Keywords: EFIRM, liquid biopsy, non-small cell lung carcinoma, usctDNA, EGFR mutation
1. Introduction
Non-small cell lung cancer (NSCLC) accounts for 85–90% of all lung cancers and is the leading cause of mortality from cancer worldwide [1]. NSCLC patients harbor the two front-line sensitizing EGFR mutations (L858R in exon 21 and deletions in exon 19), rendering them susceptible to treatment by EGFR tyrosine kinase inhibitors (EGFR-TKIs) [2]. Besides EGFR mutations, somatic genomic testing for other actionable oncogenic biomarkers including BRAF V600E mutation, ERBB2 (HER2) mutations, MET amplification as well as rearrangements of ALK, ROS1, RET, and NTRK was recommended by the guidelines from numerous professional societies [3,4,5]. Consequently, it is incumbent on physicians to determine the mutation status of EGFR and other therapeutically targetable mutations of lung cancer patients to guide precision therapy and prognostic assessment of patient health.

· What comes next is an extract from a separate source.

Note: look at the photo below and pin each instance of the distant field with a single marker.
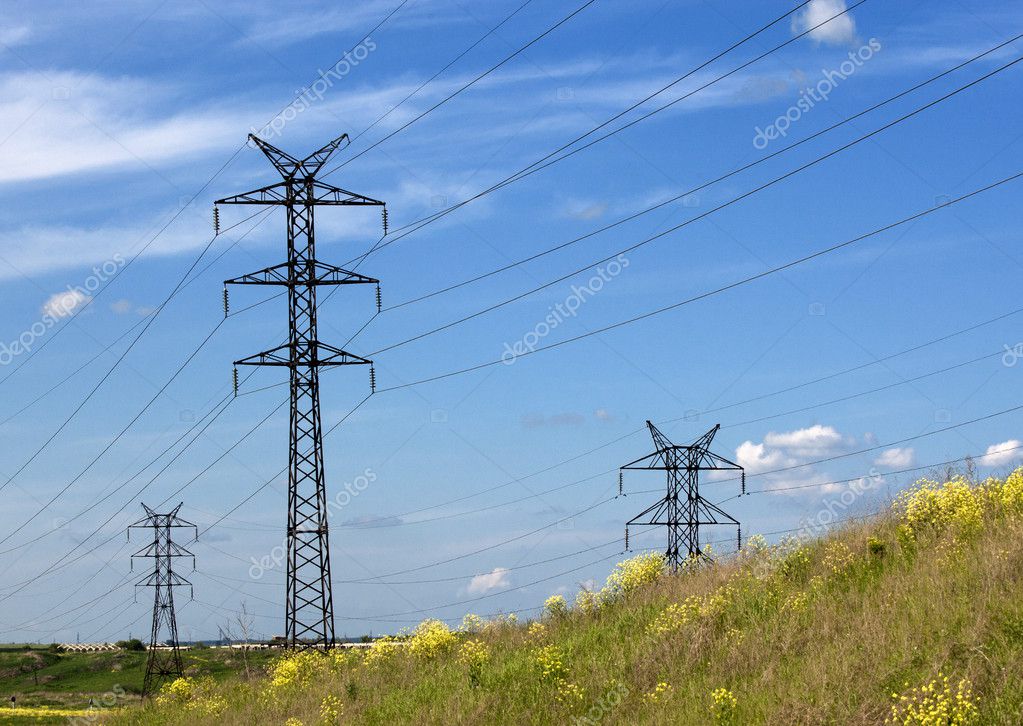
(50, 687)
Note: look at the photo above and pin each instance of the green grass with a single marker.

Liquid biopsy (LB) with non-invasive profiling of tumor-derived cell-free DNA (cfDNA), or circulating tumor DNA (ctDNA), has gained significant attention in the scientific community as a method to overcome the existing limitations of tissue biopsy techniques [6,7,8]. ctDNAs possess many tumor-associated molecular characteristics, such as genetic mutations [9,10,11] and methylation changes [12,13], which can confer specificity for tumor detection. Currently, liquid biopsy of ctDNA has already entered clinical practice. It is recommended in patients with insufficient or unobtainable tumor tissue specimen. Liquid biopsy also serves as a complement to routine tissue genotyping to identify acquired resistance mechanisms (e.g., EGFR T790M mutation) [14]. Nevertheless, the very low fraction of ctDNA relative to wild-type cfDNA background in the blood of cancer patients is an inherent challenge for liquid biopsy assays [15]. Thus, liquid biopsy analytical platforms that deliver detection sensitivity closest to biopsy-based genotyping of tumor-specific ctDNA are an unmet clinical need [16,17,18].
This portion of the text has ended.